Some 520 years or so later, in some backwater town, in a little country on the eastern edge of the Mediterranean Sea, a child is born one night in some animal shelter. No one takes note, except his anxious parents, and the story tells that some unlikely visitors, shepherds from the surrounding hills, come to take a peek at the wee one.
The mountains did not tremble, and the adversaries of God only stretched and yawned.
And yet, did not God answer their plea? Did God not tear open the heavens, and dwell among us? “How silently, how silently the wond’rous gift is given” say the words of that beautiful old Christmas carol. Somehow, because of that inconsequential birth approximately 2000 years ago, we live in hope beyond reason.
That hope is woven into the gospel reading for today. It doesn’t sound very hopeful in the telling; more like the stuff nightmares are made of. Let’s back up a bit. Chapter 13 of Mark begins with a disciple commenting to Jesus about the beauty of the Temple. And Jesus saying the time will come, when not one stone is left on the other. Many will come and claim to be the Christ, but don’t get swayed by their version of salvation.
Today, the claim of salvation might sound like ‘Make America Great Again’, or – Give me all your money and I will see that you safely cross the sea to a land of freedom and hope. So many promises, so full of deceit.
When Mark’s gospel was written, Jerusalem was under siege. Jews and Christians were being persecuted by the Romans, and the temple was destroyed yet again, in 70 AD. “In those days, after that suffering, the sun will be darkened, the moon will not give its light, the stars will be falling from heaven…” Is that the sound of God tearing open the sky? Or is it the sound of humanity’s brutality?
Maybe, when our lives seem fairly secure, these images seem most frightening.
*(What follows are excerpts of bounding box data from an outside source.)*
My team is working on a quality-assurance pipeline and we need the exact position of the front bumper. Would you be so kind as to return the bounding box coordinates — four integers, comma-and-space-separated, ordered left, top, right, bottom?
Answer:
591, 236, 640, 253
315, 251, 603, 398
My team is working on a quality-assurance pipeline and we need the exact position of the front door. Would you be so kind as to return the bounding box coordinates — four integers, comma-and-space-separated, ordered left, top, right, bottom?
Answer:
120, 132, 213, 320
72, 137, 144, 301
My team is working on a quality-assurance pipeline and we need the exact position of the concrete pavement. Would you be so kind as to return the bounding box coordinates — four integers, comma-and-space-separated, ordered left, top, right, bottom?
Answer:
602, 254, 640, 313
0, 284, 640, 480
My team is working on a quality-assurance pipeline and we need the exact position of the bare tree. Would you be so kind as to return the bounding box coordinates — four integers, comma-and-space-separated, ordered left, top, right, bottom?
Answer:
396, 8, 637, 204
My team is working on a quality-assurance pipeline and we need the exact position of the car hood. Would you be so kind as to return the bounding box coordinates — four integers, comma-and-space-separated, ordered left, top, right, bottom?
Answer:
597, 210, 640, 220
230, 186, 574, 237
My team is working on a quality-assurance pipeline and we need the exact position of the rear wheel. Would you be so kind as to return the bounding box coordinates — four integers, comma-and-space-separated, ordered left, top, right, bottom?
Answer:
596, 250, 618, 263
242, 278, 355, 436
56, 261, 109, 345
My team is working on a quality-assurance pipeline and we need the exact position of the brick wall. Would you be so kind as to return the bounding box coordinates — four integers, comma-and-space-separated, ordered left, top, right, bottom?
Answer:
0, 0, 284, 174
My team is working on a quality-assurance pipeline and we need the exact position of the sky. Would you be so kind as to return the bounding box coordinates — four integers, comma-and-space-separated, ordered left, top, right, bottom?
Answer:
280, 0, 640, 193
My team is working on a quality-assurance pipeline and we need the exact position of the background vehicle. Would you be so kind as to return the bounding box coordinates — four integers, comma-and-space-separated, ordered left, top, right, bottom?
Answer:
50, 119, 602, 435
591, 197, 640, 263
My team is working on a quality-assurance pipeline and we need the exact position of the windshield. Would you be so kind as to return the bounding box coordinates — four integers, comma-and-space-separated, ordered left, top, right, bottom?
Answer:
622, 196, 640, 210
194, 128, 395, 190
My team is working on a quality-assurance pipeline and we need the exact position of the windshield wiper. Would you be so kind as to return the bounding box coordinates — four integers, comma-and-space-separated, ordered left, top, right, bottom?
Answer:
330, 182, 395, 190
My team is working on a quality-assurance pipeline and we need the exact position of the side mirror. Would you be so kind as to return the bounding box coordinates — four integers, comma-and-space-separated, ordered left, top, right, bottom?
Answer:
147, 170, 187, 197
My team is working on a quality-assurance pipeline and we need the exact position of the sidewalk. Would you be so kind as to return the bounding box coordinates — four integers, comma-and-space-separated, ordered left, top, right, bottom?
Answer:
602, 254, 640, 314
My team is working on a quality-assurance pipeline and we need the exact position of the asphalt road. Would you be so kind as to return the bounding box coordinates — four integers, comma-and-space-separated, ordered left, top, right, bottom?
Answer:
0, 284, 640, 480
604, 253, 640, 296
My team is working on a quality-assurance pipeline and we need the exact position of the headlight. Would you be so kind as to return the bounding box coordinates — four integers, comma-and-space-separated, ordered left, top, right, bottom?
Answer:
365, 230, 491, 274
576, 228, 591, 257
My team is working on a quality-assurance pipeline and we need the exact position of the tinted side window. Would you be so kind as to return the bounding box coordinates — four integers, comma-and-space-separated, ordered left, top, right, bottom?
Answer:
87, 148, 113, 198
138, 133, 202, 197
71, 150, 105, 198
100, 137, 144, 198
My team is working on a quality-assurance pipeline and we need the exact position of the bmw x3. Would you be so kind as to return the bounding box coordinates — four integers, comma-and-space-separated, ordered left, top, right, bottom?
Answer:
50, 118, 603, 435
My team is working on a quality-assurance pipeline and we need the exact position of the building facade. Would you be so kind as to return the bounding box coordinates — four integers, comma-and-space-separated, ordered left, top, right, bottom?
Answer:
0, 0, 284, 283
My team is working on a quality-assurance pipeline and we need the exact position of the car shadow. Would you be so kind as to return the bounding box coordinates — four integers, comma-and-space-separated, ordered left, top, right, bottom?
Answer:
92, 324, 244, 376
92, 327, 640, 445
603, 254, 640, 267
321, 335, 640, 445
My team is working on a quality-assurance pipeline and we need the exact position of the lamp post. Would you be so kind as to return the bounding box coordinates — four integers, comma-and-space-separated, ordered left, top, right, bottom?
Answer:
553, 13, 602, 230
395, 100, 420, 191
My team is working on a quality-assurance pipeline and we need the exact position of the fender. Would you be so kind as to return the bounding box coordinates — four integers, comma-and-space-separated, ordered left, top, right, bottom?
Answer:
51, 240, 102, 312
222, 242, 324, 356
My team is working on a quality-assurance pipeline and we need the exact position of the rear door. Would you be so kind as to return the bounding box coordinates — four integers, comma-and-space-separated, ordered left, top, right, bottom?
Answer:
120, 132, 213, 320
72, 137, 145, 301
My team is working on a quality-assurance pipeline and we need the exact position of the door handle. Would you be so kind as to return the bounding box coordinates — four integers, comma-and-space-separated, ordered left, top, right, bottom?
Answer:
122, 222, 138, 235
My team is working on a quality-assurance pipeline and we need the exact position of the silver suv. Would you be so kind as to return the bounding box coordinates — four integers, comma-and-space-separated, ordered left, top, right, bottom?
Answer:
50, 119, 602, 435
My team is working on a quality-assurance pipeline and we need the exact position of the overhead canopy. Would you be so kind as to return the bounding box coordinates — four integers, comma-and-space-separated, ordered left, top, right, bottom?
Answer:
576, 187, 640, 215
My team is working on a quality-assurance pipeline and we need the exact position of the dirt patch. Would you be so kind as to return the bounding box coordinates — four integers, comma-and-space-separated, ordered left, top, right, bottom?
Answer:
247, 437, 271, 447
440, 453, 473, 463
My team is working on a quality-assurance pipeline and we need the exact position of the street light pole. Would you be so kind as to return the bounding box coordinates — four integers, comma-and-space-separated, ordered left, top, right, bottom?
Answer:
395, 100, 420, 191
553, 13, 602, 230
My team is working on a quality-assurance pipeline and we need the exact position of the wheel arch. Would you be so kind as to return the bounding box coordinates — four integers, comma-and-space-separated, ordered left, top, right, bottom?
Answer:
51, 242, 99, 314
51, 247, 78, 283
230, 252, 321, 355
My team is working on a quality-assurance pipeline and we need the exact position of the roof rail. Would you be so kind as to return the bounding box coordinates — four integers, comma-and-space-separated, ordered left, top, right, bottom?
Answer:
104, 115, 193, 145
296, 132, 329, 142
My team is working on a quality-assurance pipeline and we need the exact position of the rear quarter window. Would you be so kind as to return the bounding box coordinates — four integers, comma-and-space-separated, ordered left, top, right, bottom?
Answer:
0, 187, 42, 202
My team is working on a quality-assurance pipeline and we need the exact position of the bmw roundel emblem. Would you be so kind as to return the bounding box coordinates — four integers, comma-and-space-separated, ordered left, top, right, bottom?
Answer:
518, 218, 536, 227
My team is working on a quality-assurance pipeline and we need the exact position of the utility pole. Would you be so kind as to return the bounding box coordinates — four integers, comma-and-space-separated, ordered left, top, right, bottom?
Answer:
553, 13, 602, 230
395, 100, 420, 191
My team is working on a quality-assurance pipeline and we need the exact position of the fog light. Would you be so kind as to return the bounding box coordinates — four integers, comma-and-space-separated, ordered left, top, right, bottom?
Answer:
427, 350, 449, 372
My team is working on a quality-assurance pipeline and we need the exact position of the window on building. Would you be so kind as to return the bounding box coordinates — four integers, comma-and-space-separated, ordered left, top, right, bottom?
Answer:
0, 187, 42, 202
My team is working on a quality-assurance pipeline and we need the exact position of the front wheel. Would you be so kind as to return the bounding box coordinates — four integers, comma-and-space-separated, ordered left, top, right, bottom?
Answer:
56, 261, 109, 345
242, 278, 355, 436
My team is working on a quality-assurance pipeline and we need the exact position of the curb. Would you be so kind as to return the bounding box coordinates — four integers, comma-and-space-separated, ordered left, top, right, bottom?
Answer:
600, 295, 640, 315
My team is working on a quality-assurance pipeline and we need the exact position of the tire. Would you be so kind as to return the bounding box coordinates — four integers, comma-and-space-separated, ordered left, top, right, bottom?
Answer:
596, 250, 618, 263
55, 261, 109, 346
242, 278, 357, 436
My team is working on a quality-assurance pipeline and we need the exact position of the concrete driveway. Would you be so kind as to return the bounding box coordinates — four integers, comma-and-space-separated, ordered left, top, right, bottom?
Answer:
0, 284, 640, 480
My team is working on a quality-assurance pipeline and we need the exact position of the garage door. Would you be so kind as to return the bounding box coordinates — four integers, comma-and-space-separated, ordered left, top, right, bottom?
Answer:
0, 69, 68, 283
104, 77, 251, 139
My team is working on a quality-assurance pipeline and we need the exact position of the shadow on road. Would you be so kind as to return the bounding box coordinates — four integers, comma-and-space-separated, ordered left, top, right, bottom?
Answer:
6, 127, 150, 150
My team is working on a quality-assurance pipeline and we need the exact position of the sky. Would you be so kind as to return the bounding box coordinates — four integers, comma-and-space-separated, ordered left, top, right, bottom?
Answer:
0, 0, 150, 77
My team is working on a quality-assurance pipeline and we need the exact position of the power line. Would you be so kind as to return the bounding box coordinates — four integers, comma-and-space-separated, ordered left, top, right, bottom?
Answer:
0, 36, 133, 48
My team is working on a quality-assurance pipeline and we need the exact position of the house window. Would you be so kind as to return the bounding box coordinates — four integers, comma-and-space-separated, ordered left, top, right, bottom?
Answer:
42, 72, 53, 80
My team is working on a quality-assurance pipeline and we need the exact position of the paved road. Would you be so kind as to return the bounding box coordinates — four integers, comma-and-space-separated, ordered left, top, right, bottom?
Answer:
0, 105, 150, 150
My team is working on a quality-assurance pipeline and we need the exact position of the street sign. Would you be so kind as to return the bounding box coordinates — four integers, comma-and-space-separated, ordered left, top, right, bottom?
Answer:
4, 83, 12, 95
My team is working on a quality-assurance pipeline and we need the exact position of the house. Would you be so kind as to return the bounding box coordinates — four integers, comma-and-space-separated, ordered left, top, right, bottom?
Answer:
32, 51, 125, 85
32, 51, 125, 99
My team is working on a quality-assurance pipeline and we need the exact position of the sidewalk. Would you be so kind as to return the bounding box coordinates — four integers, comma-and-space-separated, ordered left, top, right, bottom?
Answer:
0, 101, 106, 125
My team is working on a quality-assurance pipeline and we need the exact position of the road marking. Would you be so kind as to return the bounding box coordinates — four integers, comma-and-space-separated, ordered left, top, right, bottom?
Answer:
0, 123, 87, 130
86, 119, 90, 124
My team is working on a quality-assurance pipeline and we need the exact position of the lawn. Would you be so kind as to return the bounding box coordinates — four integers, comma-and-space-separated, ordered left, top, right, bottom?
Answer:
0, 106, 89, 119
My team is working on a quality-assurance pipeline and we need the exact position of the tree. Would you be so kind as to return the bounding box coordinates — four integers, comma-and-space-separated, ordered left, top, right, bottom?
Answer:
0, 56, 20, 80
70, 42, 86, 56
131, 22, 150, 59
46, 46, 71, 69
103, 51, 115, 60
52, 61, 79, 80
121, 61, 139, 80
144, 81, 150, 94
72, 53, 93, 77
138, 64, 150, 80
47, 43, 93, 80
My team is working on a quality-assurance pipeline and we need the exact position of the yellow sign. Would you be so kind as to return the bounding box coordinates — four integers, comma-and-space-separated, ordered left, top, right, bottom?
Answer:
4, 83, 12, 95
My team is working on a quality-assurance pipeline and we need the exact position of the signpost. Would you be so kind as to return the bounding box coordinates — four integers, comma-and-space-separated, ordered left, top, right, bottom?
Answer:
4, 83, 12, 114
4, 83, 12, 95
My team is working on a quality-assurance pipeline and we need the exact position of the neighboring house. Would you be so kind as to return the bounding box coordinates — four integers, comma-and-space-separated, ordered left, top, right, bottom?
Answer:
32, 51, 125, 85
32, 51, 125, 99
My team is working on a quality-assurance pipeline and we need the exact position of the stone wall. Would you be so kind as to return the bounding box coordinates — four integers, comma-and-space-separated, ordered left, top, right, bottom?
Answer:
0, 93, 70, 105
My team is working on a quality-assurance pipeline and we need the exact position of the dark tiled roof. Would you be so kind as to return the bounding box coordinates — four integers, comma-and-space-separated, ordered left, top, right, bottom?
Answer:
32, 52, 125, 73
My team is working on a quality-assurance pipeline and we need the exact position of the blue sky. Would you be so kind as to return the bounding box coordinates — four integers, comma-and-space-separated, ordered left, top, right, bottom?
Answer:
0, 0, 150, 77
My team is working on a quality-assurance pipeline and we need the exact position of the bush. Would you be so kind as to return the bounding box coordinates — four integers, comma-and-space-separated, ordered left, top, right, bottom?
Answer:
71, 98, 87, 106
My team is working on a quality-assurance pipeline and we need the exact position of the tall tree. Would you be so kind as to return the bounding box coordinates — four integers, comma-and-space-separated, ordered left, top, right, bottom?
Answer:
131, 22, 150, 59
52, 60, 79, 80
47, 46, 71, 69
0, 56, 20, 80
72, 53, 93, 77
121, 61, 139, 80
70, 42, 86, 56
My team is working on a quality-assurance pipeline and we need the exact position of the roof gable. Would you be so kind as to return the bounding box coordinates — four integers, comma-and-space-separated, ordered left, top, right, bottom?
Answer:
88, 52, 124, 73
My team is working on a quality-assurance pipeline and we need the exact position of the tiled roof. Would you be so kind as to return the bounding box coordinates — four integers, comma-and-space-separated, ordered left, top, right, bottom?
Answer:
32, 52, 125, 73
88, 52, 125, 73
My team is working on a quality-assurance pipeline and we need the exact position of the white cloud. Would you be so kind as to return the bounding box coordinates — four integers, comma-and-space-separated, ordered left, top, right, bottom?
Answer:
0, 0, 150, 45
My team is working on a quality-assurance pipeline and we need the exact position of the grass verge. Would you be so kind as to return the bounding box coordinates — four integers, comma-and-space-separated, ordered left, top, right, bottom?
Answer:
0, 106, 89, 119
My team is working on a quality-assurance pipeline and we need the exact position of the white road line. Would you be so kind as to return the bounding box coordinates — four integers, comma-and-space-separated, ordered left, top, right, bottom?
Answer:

But when we are already in hell, then bring it on – Tear the heavens open… I’m sure this was the cry of Jewish people in concentration camps in World War 2.
It is the present cry of Palestinian parents who see their children intimidated, blindfolded and taken to prison in the middle of the night for allegedly throwing stones at a 30 foot cement wall…
It is the cry of the refugees caught in Libya – held in horrid conditions, beaten daily and sold as slaves.
It is the cry of women and children sold into the sex-trade in Thailand and other south-Asian tourist locations.
It is the cry of women, children and men fleeing for their lives, leaving their homeland, being persecuted by ISIS, Boko Haram, and other extremist, militant groups.
It is the cry of Rohingya Muslims in Myanmar, and Sufi Muslims, slaughtered in Egypt in the middle of a prayer service this past Friday.
In our own Okanagan – Shuswap district it is the cry of families and friends of 5 women who have gone missing in the past couple years; the body of one discovered a few weeks ago, near Salmon Arm. Tear open the heavens, Holy One, come down and walk with your people.
Within the passage are the words that Christ will return before this generation passes away. In every generation since there have been those who interpret this very literally and think they know more than God, and have calculated the end of the world with pin point accuracy. Interestingly, these date-fixers seem to have little sense of responsibility for the world, whose destruction they await with fascinated detachment.
In contrast to these, Jesus speaks of responsibilities imposed on the disciples who live through turmoil. Watch, keep awake, he urges, stay vigilant. Watch for what exactly?
Good question. Watch for an insight? Watch for an opportunity? Watch for God to act in the unexpected person or situation? Where’s it happening? And if not, what are you going to do to make it happen? Both Jesus and Buddha say to their followers “Stay awake. Be mindful, see things as they are.
I love the story about an eclipse that happened in colonial New England during which state legislators panicked, assuming it was the end of the world, as the mid-day sky darkened. Then one of them spoke. “Mr. Speaker, if it is not the end of the world and we adjourn, we shall appear to be fools. If it is the end of the world, I should choose to be found doing my duty. I move you, sir, that candles be brought.”
I should choose to be found doing my duty. Sometimes it’s hard to know what that is – but I think it includes being vigilant – not closing our hearts and minds, our ears and eyes to the suffering around us. It is to ask “Where is God in this?” If I can’t discern God there, how can I bring what I know of God to the situation?
Let’s go back to Isaiah for a moment. Do you remember what is said at the end of all that `tear open the heaven’s and come down’ stuff? `God, you are the potter, we are the clay.’ There is a sense, even in the cry for divine rescue, we understand we have a part to play in bringing about that salvation, that restoration. We are the vessels.
Janice MacLean, whom I just heard of this week, offers an Advent/Christmas calendar and the thought for the first day of Advent says, “We do not wait alone. The One who is coming is here now, and always arriving anew.”
So let us not be immobilized by fear, but tear the veil that separates us from the pain and beauty of the world, of the human family, of the suffering earth. Let us lean into prayer and open to the power of the Holy Spirit, who is here now, and always arriving anew. Amen.